Echo, a female superhero in Marvel’s Daredevil and Avengers comic books, is one of the very few deaf characters of the genre. Because she is deaf, Echo pays attention to visual details and movements, allowing her to learn new abilities by watching others.
But what actually causes these ‘super senses’ to develop after profound hearing loss in non-superheroes?
“We know when you lose one sense, the remaining senses become heightened to help you navigate the world better,” explained Blake Butler, PhD, an adjunct research professor with Western’s Department of Psychology.
Many people believe, like Echo, this phenomenon occurs in the deaf by watching and learning new behaviours. However, Butler and Stephen Lomber, PhD, Professor with the Department of Physiology and Pharmacology, and Psychology, and Canada Research Chair in Brain Plasticity and Development, are looking at the anatomy underlying these sensory enhancements so they can understand better how the deaf brain transforms and reorganizes itself.
The team’s latest findings, published in the Journal of Neuroscience, reveal hearing loss dramatically changes how auditory regions of the brain send out information.

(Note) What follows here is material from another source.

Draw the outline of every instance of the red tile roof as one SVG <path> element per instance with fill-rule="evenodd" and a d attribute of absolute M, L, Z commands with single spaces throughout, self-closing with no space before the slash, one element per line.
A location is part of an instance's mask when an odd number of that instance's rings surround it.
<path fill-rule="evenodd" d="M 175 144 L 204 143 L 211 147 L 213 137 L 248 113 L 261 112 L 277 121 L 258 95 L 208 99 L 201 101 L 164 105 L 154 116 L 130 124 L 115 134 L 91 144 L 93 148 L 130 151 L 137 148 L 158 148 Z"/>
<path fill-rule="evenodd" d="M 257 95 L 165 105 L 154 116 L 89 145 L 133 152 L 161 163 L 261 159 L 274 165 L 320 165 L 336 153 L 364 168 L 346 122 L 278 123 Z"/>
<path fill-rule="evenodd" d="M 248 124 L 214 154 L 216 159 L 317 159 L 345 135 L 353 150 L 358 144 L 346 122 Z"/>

“What we found was the normal projection from the auditory cortex to the superior colliculus is all but gone in the deaf model, and is instead replaced by a more dispersed pattern,” said Butler. “It is a much different pattern of outputs than what we see in the case of normal hearing.”
This is the first study to look information the auditory cortex sends out, and also one of the first to identify a major anatomical difference between hearing and non-hearing models.
The research challenges conventional thinking that has said changes in the neural pathways into, and between, the sensory cortical brain regions account for enhancements in the deaf.
“It was previously thought inputs to the auditory cortex would be the location of this major structural reorganization,” explained Butler. “We were expecting to see much larger inputs from the visual cortex in these areas that become involved in visual processing, but we don’t see that at all. Those connections seem to be just maintained despite the onset of deafness.”
This study demonstrates sensory behaviour is changed by large-scale reorganization of outputs.
Using tract-tracing neuroanatomy, the researchers compared the ‘brain maps’ of normal hearing and deaf animal models and were able to uncover the differences between the two groups.
Butler and Lomber are part of Western’s Brain and Mind Institute, and were assisted in the research project by undergraduate thesis student Julia Sunstrum, now an MSc candidate with the Neuroscience program at the Schulich Medicine & Dentistry.
The research findings suggest the outputs from the auditory cortex play an important role in the deaf brain. “Now that we have this answer, there are recording and behavioural experiments to do as a follow-up,” said Lomber. “This is a big piece of the puzzle.”
The researchers’ long-term goal is to help design a device that restores hearing by re-engaging the brain.
“We need to know what deafness is doing, both structurally and functionally, to alter the way our brain is organized,” said Butler. “There is a lot we can do to manipulate how the brain works, but we need to know what has been done already in order to know what change to reverse.”